The output of each hidden layer is used as input to the next layer
in the network, i.e., the next hidden layer or the output layer.
Each layer of the network generates an output from a received input
in accordance with current values of a respective set of
parameters.
SUMMARY
[0005] This specification generally describes a reinforcement
learning system that controls an agent interacting with an
environment.
[0006] Particular embodiments of the subject matter described in
this specification can be implemented so as to realize one or more
of the following advantages.
[0007] Many complex tasks, e.g., robotic tasks, require selecting
an action from a large discrete action space, a continuous action
space, or a hybrid action space, i.e., with some sub-actions being
discrete and others being continuous. In order to apply a
traditional Q-learning technique to such tasks or to select an
action using a conventional Q neural network, a maximization over
the set of possible actions (or a discretized version of the set of
actions) needs to be repeatedly performed. In particular, when the
action space is large or continuous, this maximization can be
difficult to achieve through existing techniques including gradient
ascent and cross-entropy search. A conventional reinforcement
learning system may end up being trained to control the agent using
suboptimal action selection policies in which an "argmax" action
(i.e., the action with the highest Q value) is not always
guaranteed to be selected at each state of the environment being
interacted with by the agent.
[0008] In contrast, the system described in this specification
makes use of a Q neural network that has been formulated as mixed
integer programming (MIP). Under this formulation, the Q neural
network can process a Q network input including an observation of
the environment and initial action constraints to generate a set of
output values which specify a Q value objective that is to be
optimized subject to a set of action constraints. By repeatedly
evaluating the MIP problems defined by using the Q neural network,
the system can robustly determine an argmax action each time that
an action needs to be selected for performance by the agent and
each time that an update to the Q network parameters is determined.
Thus, the system can control the agent for different tasks in a way
that expected long-term return received by the agent is maximized,
even when the tasks require a large discrete action space, a
continuous action space, or a hybrid action space.
[0009] Additionally, the system described in this specification
also includes an actor neural network that is configured to
implement a respective mapping from each observation to a
corresponding argmax action that would be determined by evaluating
the MIP problem defined by using the Q neural network.

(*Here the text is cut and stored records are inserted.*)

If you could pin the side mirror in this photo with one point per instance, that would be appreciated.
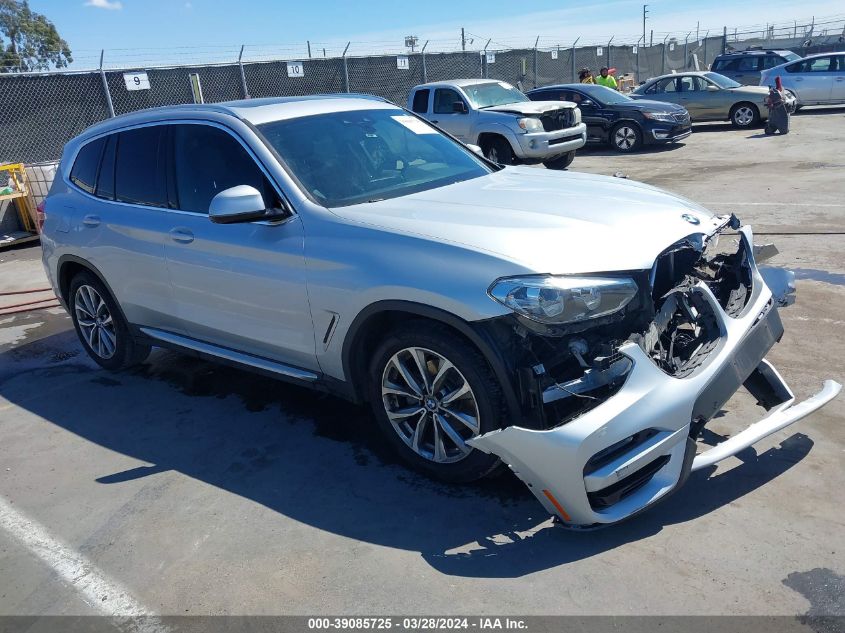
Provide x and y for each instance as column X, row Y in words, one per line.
column 238, row 204
column 459, row 107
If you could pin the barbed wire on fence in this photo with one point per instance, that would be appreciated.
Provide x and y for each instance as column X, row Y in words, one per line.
column 43, row 110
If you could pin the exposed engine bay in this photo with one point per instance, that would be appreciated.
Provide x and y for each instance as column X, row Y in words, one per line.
column 612, row 408
column 564, row 371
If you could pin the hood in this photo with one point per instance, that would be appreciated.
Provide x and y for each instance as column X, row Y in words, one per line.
column 546, row 221
column 531, row 107
column 751, row 90
column 647, row 105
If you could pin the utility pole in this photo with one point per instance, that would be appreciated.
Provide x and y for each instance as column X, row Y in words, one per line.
column 645, row 13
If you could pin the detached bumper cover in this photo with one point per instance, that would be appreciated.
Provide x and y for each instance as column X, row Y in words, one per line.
column 635, row 447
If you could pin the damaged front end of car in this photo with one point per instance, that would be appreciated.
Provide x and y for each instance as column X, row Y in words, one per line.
column 616, row 389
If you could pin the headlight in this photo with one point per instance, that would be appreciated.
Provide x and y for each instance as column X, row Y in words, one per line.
column 660, row 116
column 556, row 299
column 530, row 124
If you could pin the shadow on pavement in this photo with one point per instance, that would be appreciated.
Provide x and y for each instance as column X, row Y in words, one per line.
column 320, row 460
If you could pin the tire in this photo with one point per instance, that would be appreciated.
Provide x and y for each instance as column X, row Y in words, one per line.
column 498, row 150
column 794, row 96
column 745, row 115
column 396, row 379
column 561, row 162
column 100, row 325
column 626, row 137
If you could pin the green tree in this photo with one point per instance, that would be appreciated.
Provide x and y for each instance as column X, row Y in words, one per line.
column 28, row 40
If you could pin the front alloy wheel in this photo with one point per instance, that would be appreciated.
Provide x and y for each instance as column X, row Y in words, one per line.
column 100, row 324
column 431, row 392
column 626, row 138
column 95, row 322
column 430, row 404
column 745, row 115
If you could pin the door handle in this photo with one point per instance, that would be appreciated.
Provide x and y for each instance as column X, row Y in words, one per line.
column 181, row 235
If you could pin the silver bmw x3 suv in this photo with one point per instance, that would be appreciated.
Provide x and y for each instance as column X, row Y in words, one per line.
column 581, row 330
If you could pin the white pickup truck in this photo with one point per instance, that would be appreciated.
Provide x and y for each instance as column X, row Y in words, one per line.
column 506, row 124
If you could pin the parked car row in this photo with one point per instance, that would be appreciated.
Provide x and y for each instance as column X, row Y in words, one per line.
column 508, row 128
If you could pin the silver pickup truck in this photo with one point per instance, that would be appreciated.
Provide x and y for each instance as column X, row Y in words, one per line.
column 501, row 120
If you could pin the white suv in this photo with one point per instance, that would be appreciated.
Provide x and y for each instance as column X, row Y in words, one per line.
column 579, row 329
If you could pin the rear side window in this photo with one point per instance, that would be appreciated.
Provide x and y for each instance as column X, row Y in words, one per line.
column 206, row 161
column 770, row 61
column 421, row 101
column 749, row 63
column 140, row 169
column 725, row 64
column 84, row 171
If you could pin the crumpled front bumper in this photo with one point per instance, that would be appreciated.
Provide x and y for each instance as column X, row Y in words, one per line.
column 635, row 448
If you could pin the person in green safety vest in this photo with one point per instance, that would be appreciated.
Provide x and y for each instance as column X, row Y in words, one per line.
column 606, row 79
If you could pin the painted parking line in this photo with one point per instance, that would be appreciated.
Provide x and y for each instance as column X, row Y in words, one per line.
column 778, row 203
column 97, row 590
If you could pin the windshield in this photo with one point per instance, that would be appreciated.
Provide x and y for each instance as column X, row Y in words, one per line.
column 345, row 158
column 604, row 95
column 494, row 93
column 722, row 81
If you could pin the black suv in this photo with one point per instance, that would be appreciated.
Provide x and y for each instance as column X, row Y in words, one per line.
column 625, row 124
column 745, row 66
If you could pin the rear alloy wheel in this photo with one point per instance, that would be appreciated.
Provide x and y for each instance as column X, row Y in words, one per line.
column 561, row 162
column 626, row 137
column 431, row 393
column 745, row 115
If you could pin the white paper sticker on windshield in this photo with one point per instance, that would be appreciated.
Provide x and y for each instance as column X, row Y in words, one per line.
column 414, row 124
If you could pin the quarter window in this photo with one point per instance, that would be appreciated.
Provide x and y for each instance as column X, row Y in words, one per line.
column 421, row 101
column 105, row 181
column 84, row 171
column 206, row 161
column 139, row 170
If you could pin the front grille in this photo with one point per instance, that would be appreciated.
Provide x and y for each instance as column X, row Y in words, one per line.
column 564, row 139
column 554, row 120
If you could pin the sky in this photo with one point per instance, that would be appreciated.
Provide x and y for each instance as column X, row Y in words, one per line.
column 138, row 32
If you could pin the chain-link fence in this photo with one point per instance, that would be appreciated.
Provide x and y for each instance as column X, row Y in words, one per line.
column 41, row 112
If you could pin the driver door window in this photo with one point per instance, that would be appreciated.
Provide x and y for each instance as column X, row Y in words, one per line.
column 206, row 161
column 665, row 86
column 444, row 115
column 443, row 100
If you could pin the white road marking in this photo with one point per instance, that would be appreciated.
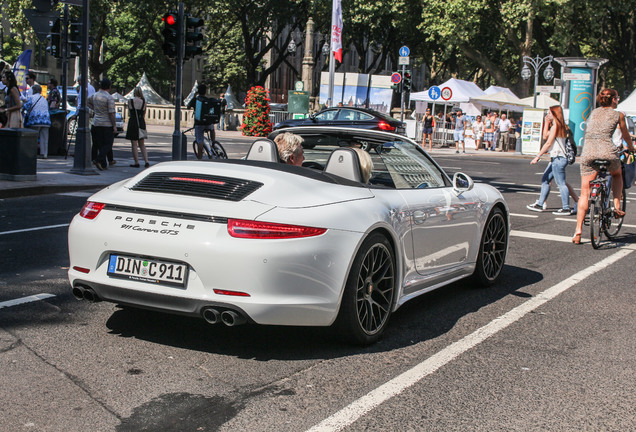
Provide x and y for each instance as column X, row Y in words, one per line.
column 77, row 194
column 352, row 412
column 524, row 215
column 540, row 236
column 33, row 229
column 23, row 300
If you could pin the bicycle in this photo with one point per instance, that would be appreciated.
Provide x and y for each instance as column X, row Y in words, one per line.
column 211, row 147
column 602, row 220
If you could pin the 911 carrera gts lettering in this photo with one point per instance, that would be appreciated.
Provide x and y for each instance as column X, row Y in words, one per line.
column 150, row 230
column 153, row 222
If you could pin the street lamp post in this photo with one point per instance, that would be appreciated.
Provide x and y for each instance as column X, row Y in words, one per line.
column 537, row 63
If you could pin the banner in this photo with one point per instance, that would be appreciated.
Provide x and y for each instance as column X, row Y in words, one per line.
column 20, row 69
column 581, row 103
column 336, row 30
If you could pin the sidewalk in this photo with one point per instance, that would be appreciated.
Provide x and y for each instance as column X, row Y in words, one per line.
column 54, row 174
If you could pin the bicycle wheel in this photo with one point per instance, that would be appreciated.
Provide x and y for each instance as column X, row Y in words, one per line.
column 596, row 220
column 218, row 149
column 613, row 225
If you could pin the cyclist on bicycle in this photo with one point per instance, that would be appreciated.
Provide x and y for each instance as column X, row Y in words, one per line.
column 598, row 145
column 201, row 123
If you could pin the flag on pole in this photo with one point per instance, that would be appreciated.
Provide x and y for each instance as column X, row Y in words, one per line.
column 20, row 69
column 336, row 30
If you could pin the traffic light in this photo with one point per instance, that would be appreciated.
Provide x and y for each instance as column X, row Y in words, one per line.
column 74, row 38
column 193, row 37
column 407, row 80
column 170, row 34
column 55, row 39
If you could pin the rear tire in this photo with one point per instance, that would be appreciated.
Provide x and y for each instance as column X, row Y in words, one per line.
column 492, row 249
column 596, row 221
column 220, row 151
column 369, row 293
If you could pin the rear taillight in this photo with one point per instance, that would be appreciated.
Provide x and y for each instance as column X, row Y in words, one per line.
column 385, row 126
column 91, row 209
column 266, row 230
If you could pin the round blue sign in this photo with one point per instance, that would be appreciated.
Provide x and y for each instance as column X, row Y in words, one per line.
column 434, row 92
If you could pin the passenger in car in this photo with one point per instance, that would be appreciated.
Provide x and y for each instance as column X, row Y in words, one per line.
column 366, row 164
column 290, row 148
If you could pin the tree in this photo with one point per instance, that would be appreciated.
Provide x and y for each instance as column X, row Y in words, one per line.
column 256, row 118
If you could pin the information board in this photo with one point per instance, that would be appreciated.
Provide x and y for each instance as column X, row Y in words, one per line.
column 531, row 130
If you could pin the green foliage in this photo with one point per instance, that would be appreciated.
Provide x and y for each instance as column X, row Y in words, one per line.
column 256, row 118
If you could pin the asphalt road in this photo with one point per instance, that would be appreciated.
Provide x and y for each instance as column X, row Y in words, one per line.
column 550, row 347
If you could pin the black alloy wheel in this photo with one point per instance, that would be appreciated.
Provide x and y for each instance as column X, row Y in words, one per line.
column 492, row 249
column 369, row 292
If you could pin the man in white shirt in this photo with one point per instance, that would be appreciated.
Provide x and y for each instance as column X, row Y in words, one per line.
column 504, row 131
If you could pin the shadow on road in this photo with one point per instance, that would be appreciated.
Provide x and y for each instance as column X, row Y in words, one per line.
column 421, row 319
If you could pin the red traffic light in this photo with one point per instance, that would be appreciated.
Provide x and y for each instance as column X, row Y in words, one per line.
column 170, row 19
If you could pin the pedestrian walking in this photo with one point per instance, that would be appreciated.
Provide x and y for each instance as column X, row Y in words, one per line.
column 495, row 130
column 136, row 130
column 599, row 129
column 489, row 132
column 555, row 146
column 478, row 130
column 504, row 132
column 104, row 127
column 221, row 125
column 460, row 128
column 427, row 129
column 12, row 103
column 36, row 117
column 54, row 99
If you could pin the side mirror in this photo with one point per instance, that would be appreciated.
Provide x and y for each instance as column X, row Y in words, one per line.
column 462, row 183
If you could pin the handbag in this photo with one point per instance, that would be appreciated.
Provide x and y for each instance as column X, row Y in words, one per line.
column 570, row 148
column 28, row 113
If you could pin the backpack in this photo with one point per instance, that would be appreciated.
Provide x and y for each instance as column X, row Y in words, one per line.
column 207, row 110
column 570, row 147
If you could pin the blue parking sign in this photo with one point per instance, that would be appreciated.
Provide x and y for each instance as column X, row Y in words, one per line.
column 434, row 92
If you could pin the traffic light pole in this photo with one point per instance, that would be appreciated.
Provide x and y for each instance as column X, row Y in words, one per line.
column 82, row 159
column 402, row 94
column 64, row 69
column 178, row 148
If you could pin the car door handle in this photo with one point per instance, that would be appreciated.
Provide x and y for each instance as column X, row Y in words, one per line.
column 419, row 217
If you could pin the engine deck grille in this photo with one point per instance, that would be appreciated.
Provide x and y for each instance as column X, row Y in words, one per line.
column 202, row 185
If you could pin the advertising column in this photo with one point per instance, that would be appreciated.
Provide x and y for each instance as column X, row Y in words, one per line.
column 581, row 102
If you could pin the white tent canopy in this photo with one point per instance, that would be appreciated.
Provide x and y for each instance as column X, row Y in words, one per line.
column 497, row 89
column 462, row 91
column 502, row 100
column 543, row 101
column 628, row 106
column 151, row 96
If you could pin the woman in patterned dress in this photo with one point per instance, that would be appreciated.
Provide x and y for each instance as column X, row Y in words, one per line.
column 599, row 129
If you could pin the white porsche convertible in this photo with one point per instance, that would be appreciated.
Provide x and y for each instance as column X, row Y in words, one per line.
column 259, row 241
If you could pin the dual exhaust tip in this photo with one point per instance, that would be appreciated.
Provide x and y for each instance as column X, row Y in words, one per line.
column 211, row 315
column 228, row 317
column 82, row 292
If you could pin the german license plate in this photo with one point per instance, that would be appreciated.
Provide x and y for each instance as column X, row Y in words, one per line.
column 147, row 270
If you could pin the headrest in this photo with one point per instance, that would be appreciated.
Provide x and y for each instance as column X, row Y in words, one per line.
column 344, row 162
column 263, row 150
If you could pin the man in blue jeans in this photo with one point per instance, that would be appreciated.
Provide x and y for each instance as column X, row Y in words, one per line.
column 104, row 127
column 458, row 135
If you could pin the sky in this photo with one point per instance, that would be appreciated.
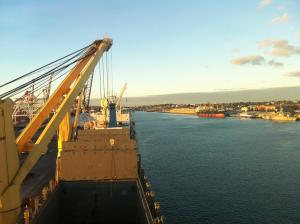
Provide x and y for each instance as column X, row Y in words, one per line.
column 160, row 47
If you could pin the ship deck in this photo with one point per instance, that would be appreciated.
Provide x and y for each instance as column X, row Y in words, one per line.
column 91, row 202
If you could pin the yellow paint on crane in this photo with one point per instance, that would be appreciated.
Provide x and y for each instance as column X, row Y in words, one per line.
column 64, row 132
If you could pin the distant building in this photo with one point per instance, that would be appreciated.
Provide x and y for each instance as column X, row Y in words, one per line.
column 266, row 108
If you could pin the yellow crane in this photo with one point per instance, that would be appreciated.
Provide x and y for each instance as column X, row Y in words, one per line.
column 12, row 173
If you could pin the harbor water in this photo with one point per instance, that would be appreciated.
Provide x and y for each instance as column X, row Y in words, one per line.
column 221, row 170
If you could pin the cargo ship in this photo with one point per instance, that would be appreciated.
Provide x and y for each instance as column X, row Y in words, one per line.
column 97, row 173
column 210, row 112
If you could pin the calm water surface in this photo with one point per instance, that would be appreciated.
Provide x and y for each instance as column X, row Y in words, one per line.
column 221, row 171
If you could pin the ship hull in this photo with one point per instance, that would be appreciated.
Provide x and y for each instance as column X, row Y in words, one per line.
column 211, row 115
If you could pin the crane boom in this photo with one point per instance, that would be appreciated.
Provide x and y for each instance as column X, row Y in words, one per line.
column 118, row 103
column 61, row 101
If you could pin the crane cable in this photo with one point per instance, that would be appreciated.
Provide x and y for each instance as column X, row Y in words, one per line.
column 44, row 75
column 43, row 67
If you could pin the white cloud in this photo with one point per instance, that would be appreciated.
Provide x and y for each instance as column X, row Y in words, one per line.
column 252, row 59
column 264, row 3
column 236, row 50
column 275, row 64
column 280, row 48
column 293, row 74
column 255, row 60
column 284, row 18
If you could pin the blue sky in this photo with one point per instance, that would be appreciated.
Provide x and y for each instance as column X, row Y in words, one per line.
column 161, row 46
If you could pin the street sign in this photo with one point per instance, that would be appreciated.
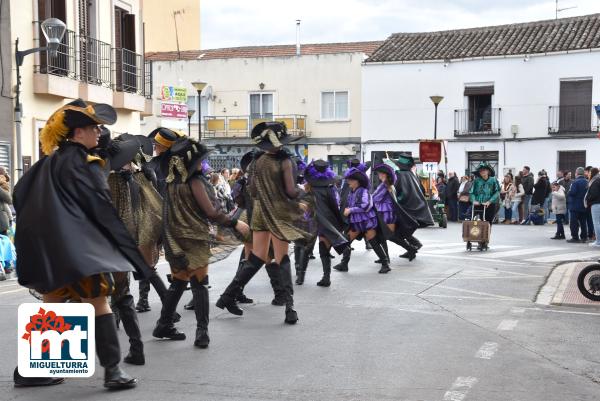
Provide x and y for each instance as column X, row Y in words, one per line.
column 430, row 151
column 430, row 168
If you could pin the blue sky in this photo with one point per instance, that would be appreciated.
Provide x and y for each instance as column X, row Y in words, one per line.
column 228, row 23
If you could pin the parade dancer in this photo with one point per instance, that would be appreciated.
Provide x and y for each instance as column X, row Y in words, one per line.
column 139, row 206
column 82, row 241
column 412, row 199
column 188, row 211
column 394, row 223
column 361, row 216
column 242, row 198
column 162, row 140
column 330, row 223
column 276, row 211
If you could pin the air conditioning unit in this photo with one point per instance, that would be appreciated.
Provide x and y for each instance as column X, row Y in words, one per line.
column 514, row 129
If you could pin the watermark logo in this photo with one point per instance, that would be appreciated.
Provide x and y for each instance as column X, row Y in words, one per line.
column 56, row 340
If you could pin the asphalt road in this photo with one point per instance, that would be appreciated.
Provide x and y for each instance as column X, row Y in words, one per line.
column 450, row 325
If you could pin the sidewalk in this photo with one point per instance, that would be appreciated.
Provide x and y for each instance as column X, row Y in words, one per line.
column 561, row 287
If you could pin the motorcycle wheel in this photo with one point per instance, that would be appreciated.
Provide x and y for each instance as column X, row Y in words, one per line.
column 588, row 282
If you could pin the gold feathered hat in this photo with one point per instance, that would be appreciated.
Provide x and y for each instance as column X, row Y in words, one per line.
column 76, row 114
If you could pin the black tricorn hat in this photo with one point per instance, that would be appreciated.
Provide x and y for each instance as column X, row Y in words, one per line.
column 191, row 152
column 271, row 134
column 164, row 136
column 76, row 114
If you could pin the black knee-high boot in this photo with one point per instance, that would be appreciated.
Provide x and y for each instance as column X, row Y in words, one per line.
column 109, row 354
column 142, row 304
column 285, row 269
column 275, row 279
column 164, row 326
column 343, row 265
column 159, row 286
column 242, row 298
column 201, row 308
column 248, row 270
column 301, row 256
column 380, row 252
column 126, row 309
column 326, row 261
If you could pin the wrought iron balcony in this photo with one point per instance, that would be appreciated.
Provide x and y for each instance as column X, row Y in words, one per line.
column 241, row 126
column 478, row 122
column 578, row 119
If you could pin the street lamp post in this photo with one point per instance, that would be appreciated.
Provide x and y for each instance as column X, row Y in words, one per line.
column 436, row 101
column 190, row 114
column 53, row 30
column 199, row 85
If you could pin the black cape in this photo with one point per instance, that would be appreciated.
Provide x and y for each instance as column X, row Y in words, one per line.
column 411, row 198
column 67, row 227
column 330, row 221
column 405, row 224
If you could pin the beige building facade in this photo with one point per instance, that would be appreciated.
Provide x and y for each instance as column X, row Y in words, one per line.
column 172, row 25
column 317, row 94
column 99, row 60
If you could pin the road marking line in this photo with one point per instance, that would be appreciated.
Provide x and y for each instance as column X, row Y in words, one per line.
column 459, row 250
column 519, row 252
column 487, row 351
column 507, row 325
column 565, row 256
column 460, row 388
column 11, row 291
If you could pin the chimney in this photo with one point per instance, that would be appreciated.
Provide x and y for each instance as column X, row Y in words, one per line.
column 297, row 37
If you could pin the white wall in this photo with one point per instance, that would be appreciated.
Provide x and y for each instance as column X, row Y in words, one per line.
column 396, row 102
column 296, row 83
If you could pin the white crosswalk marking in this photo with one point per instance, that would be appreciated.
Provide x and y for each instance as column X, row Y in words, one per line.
column 565, row 256
column 517, row 252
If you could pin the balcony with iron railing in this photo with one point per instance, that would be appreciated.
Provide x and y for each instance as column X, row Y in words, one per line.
column 241, row 126
column 570, row 120
column 478, row 122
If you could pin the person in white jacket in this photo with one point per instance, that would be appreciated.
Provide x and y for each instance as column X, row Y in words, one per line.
column 559, row 207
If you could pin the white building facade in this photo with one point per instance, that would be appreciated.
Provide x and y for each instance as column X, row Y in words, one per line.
column 505, row 101
column 317, row 94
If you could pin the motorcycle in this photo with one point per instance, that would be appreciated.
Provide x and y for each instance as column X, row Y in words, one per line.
column 588, row 282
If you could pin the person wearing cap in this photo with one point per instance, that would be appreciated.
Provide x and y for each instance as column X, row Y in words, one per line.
column 276, row 214
column 161, row 140
column 188, row 211
column 82, row 242
column 395, row 224
column 361, row 216
column 242, row 198
column 330, row 223
column 411, row 197
column 485, row 193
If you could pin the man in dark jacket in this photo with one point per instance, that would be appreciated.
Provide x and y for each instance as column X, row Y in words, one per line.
column 577, row 208
column 528, row 183
column 452, row 196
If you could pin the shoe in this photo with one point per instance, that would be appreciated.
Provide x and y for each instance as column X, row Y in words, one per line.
column 129, row 319
column 343, row 265
column 227, row 300
column 164, row 326
column 109, row 354
column 275, row 279
column 326, row 262
column 21, row 381
column 243, row 299
column 142, row 304
column 200, row 293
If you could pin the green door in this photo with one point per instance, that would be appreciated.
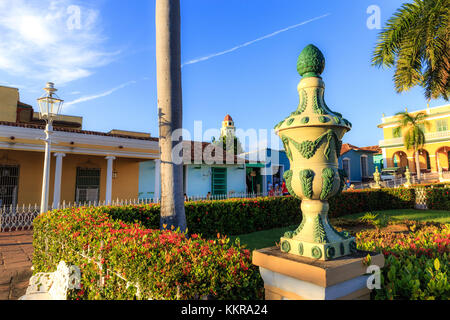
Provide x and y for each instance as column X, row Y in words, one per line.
column 219, row 181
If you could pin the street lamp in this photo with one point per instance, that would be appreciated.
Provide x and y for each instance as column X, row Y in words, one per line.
column 49, row 107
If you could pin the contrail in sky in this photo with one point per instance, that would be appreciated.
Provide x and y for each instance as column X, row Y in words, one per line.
column 253, row 41
column 100, row 95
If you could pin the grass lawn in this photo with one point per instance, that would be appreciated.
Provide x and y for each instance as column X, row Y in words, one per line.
column 268, row 238
column 411, row 214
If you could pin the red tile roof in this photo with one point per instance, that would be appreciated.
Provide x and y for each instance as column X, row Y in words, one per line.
column 346, row 147
column 56, row 128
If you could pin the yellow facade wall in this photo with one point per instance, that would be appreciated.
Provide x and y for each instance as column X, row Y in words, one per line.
column 437, row 150
column 8, row 104
column 125, row 186
column 431, row 148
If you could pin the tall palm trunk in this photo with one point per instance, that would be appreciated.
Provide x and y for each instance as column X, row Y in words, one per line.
column 168, row 59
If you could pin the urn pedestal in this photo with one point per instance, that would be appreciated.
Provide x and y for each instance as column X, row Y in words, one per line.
column 291, row 277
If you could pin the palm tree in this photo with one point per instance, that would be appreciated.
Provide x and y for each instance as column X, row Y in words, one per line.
column 416, row 41
column 168, row 60
column 413, row 134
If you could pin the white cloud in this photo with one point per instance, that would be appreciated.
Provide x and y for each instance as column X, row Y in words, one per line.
column 253, row 41
column 41, row 40
column 67, row 105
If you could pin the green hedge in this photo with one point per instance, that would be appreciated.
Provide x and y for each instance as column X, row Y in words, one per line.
column 357, row 201
column 156, row 264
column 417, row 263
column 242, row 216
column 438, row 198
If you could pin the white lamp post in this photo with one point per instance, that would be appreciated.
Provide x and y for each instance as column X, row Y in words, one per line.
column 50, row 106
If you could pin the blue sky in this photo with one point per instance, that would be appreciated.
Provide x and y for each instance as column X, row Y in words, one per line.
column 104, row 62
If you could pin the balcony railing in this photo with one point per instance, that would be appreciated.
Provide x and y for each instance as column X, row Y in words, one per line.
column 429, row 137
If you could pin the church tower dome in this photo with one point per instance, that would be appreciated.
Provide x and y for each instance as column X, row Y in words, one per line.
column 228, row 128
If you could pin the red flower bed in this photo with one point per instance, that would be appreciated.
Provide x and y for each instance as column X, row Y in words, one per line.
column 156, row 264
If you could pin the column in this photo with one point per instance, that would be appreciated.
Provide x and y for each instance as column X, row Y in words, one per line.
column 157, row 178
column 109, row 171
column 57, row 186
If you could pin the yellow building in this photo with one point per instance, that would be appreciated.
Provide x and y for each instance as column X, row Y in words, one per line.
column 434, row 156
column 85, row 165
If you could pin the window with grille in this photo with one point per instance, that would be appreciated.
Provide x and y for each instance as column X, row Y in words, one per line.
column 364, row 167
column 442, row 125
column 87, row 185
column 346, row 167
column 9, row 185
column 397, row 133
column 219, row 181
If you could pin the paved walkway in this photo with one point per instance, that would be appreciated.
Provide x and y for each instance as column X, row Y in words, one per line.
column 16, row 249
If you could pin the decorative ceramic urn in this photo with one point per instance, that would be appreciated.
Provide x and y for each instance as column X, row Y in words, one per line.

This allows
the system select actions to be performed by the agent with reduced
amount of computational resources because the computationally
intensive MIP evaluation steps are no longer required. In other
words, the system can also control the agent with reduced latency
and reduced consumption of computational resources while still
maintaining effective performance.
[0010] The details of one or more embodiments of the subject matter
described in this specification are set forth in the accompanying
drawings and the description below. Other features, aspects, and
advantages of the subject matter will become apparent from the
description, the drawings, and the claims.
BRIEF DESCRIPTION OF THE DRAWINGS
[0011] FIG. 1 shows an example reinforcement learning system.
[0012] FIG. 2 is a flow diagram of an example process for training
a Q neural network.
[0013] FIG. 3 is a flow diagram of an example process for training
an actor neural network.
[0014] FIG. 4 is a flow diagram of an example process for
controlling an agent using an actor neural network.
[0015] FIG. 5 is a flow diagram of an example process for
controlling an agent using a Q neural network.
[0016] Like reference numbers and designations in the various
drawings indicate like elements.
DETAILED DESCRIPTION
[0017] This specification describes a reinforcement learning system
that controls an agent interacting with an environment by, at each
of multiple time steps, processing data characterizing the current
state of the environment at the time step (i.e., an "observation")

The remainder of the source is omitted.